Mirantis Container Cloud (MCC) becomes part of Mirantis OpenStack for Kubernetes (MOSK)!

Starting with MOSK 25.2, the MOSK documentation set covers all product layers, including MOSK management (formerly Container Cloud). This means everything you need is in one place. Some legacy names may remain in the code and documentation and will be updated in future releases. The separate Container Cloud documentation site will be retired, so please update your bookmarks for continued easy access to the latest content.

General

This section lists the general alerts for Kubernetes nodes.


FileDescriptorUsageMajor

Severity

Major

Summary

Node uses 90% of file descriptors.

Description

The {{ $labels.node }} node uses 90% of file descriptors.

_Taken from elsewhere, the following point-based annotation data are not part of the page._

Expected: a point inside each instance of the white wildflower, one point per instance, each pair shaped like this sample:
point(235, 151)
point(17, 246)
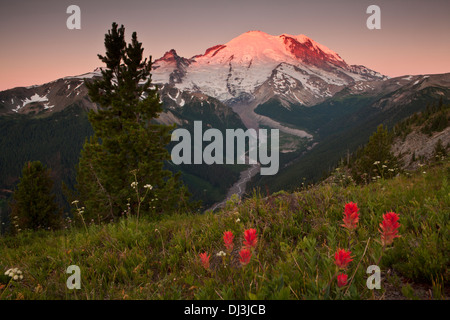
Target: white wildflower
point(14, 273)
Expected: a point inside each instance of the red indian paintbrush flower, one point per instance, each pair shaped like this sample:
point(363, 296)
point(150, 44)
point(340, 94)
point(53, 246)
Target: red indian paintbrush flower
point(204, 257)
point(389, 228)
point(342, 279)
point(342, 258)
point(351, 216)
point(250, 238)
point(228, 240)
point(245, 256)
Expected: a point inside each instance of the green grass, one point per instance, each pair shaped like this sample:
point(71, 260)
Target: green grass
point(298, 234)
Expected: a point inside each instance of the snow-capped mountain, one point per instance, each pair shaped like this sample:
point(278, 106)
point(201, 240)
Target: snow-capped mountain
point(258, 66)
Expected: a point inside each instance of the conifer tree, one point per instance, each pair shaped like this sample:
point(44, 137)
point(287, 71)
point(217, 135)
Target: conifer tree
point(128, 145)
point(376, 159)
point(33, 205)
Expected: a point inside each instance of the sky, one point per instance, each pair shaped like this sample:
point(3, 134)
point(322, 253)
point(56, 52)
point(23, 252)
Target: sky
point(37, 47)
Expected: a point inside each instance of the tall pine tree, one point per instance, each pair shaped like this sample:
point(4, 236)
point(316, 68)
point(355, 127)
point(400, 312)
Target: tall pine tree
point(128, 145)
point(33, 205)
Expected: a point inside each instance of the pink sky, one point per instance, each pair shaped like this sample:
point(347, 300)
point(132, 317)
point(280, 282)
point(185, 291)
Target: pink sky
point(37, 47)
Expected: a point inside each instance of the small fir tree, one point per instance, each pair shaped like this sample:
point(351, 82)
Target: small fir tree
point(33, 205)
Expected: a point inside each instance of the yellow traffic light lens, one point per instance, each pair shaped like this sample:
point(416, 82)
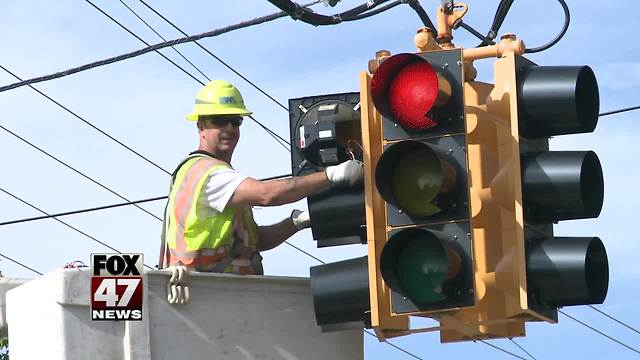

FileDescriptorUsageWarning

Severity

Warning

Summary

Node uses 80% of file descriptors.

Description

The {{ $labels.node }} node uses 80% of file descriptors.

NodeDown

Severity

Critical

Summary

{{ $labels.node }} node is down.

Description

The {{ $labels.node }} node is down. During the last 2 minutes Kubernetes treated the node as Not Ready or Unknown and kubelet was not accessible from Prometheus.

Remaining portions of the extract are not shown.